The vulnerability exploits the company calls 'Copy Fail' exploits the Linux kernel's internal crypto API, which manages functions like kTLS and IPsec. Userspace programs access this via the `AF_ALG` socket family, allowing unprivileged processes to request encryption or decryption. The `algif_aead` module facilitates this for Authenticated Encryption with Associated Data (AEAD) ciphers. The critical system call here is `splice()`, which moves data by passing page cache references. The page cache is a shared system cache for file contents; modifying a page belonging to a setuid binary effectively edits that program for all users until the page is evicted.
The crypto API utilizes scatterlists, structures linking various memory pages. In 2017, `algif_aead` was optimized for in-place operations, chaining destination and reference pages together. This design lacked enforcement to prevent algorithms from writing past intended boundaries. When the user executes `recvmsg()`, the `authencesn` wrapper performs a 4-byte write past the legitimate output region. By using `splice()`, an attacker can chain a target file's page cache pages to the scatterlist. The out-of-bounds write then taints the cached file, allowing an attacker to control which file is modified, the offset, and the specific 4 bytes written.
The default exploit targets `/usr/bin/su`, a setuid-root binary present on essentially every distribution. The attacker first opens `/usr/bin/su` as `O_RDONLY` and `read()` to populate the page cache, then uses `splice()` on the file descriptor to pass these page cache references into the crypto scatterlist. They create an `AF_ALG` socket, bind to `authencesn(hmac(sha256),cbc(aes))`, set a key, and accept a request socket without needing privileges. For each privileges. For each 4-byte shellcode chunk, they use `sendmsg()` with AAD bytes 4–7 containing the shellcode, then `splice()` the binary into a pipe then the `AF_ALG` socket so `assoclen + cryptlen` targets the desired `.text` offset. Finally, `recvmsg()` initiates decryption, and `authencesn` writes its scratch data to the target offset of `/usr/bin/su` in the page cache. Although the function returns `-EBADMSG`, the 4-byte write is now in the global page cache. Running `execve("/usr/bin/su")` loads the tainted page cache, and since the binary is setuid-root, the injected shellcode executes with root privileges.
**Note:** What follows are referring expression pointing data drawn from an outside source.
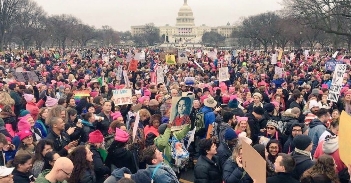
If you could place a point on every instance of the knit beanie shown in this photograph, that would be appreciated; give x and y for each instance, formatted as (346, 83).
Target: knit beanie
(121, 136)
(28, 97)
(24, 113)
(162, 128)
(24, 134)
(96, 137)
(230, 134)
(302, 142)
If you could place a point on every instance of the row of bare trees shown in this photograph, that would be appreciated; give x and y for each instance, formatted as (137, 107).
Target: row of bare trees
(302, 23)
(26, 24)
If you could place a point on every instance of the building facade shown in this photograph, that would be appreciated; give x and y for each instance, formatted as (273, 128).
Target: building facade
(185, 30)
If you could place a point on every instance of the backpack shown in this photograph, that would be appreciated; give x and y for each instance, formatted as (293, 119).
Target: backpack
(200, 124)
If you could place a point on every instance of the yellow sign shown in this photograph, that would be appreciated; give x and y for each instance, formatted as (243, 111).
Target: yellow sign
(344, 138)
(170, 60)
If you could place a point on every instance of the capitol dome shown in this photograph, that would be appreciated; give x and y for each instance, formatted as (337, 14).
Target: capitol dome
(185, 16)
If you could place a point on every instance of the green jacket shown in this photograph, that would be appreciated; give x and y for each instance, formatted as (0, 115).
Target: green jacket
(41, 178)
(163, 144)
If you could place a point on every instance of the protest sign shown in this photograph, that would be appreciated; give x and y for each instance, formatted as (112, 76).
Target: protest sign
(133, 65)
(344, 138)
(122, 96)
(253, 163)
(170, 60)
(223, 74)
(180, 110)
(182, 57)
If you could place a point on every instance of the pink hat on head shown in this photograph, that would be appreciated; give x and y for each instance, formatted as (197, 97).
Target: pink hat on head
(239, 119)
(121, 136)
(24, 134)
(28, 97)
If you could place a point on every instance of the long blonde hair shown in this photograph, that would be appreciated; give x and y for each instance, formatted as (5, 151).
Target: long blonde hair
(5, 99)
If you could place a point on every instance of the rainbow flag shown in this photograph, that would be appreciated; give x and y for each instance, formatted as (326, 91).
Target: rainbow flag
(79, 94)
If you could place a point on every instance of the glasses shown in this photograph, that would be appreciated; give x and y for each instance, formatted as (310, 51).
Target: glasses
(68, 174)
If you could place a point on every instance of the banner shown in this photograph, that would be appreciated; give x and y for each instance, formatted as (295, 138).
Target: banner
(223, 74)
(335, 87)
(122, 97)
(182, 57)
(170, 60)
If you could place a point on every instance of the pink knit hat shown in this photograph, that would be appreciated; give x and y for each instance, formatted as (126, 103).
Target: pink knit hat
(23, 123)
(50, 102)
(24, 134)
(28, 97)
(121, 136)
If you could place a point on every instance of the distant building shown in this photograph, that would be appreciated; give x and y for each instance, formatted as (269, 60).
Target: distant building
(185, 29)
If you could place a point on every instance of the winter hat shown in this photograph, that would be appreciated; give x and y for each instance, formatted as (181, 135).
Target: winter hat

Cloudflare's response involved multiple parallel workstreams. Their security team worked with kernel engineers to determine which kernel versions were vulnerable and assess potential exposure. Security reviewed the exploit technique and confirmed that existing behavioral detections could identify the exploit pattern during authorized internal validation. The team began proactive threat hunting, searching for signs that the vulnerability had been exploited before it was publicly known, going back 48 hours in fleet-wide logs. Kernel engineers began building a runtime mitigation that would protect the fleet without breaking production.
Cloudflare operates a global Linux server infrastructure at immense scale, with datacenters across 330 cities. They maintain a custom Linux kernel build based on community LTS versions. At the time of disclosure, the majority of their infrastructure was running the 6.12 LTS version, while a subset of machines had begun transitioning to the newer 6.18 LTS release. The upstream fix (commit `a664bf3d603d`) reverts the 2017 in-place optimization, removing the exploit. Cloudflare's detailed postmortem serves as a case study in how large-scale organizations can prepare for and respond to critical kernel vulnerabilities, emphasizing the importance of behavioral detection, rapid assessment, and proactive threat hunting.
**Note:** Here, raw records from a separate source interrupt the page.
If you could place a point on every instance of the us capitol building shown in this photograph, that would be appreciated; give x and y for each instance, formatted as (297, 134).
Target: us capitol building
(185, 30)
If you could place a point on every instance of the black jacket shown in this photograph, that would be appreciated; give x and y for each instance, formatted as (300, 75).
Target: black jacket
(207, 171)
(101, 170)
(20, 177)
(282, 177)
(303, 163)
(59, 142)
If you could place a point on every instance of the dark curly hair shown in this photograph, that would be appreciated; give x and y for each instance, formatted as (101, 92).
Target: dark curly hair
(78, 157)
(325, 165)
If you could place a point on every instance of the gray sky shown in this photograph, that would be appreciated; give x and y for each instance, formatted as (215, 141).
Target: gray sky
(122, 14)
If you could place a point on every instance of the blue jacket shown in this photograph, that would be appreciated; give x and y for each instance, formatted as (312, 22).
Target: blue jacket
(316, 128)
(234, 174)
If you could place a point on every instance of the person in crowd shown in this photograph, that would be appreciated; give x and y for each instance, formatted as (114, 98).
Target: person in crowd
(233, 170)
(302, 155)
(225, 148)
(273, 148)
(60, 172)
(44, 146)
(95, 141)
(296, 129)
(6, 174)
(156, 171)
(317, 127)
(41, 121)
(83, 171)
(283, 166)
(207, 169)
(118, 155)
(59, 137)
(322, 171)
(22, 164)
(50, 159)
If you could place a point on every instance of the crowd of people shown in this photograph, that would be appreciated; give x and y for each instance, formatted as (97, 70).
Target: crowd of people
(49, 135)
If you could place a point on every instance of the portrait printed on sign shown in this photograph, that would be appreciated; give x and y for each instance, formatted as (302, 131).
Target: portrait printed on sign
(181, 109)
Fortinet PSIRT has published an advisory for CVE-2026-31431, confirming that the vulnerability affects the Linux kernel's crypto/algif_aead subsystem. The fix reverts in-place operations to out-of-place to avoid complexity and potential security flaws. Fortinet is investigating the impact on its products, including FortiEDR, FortiNAC, and FortiClient EMS, while confirming that FortiOS and many other products are not affected.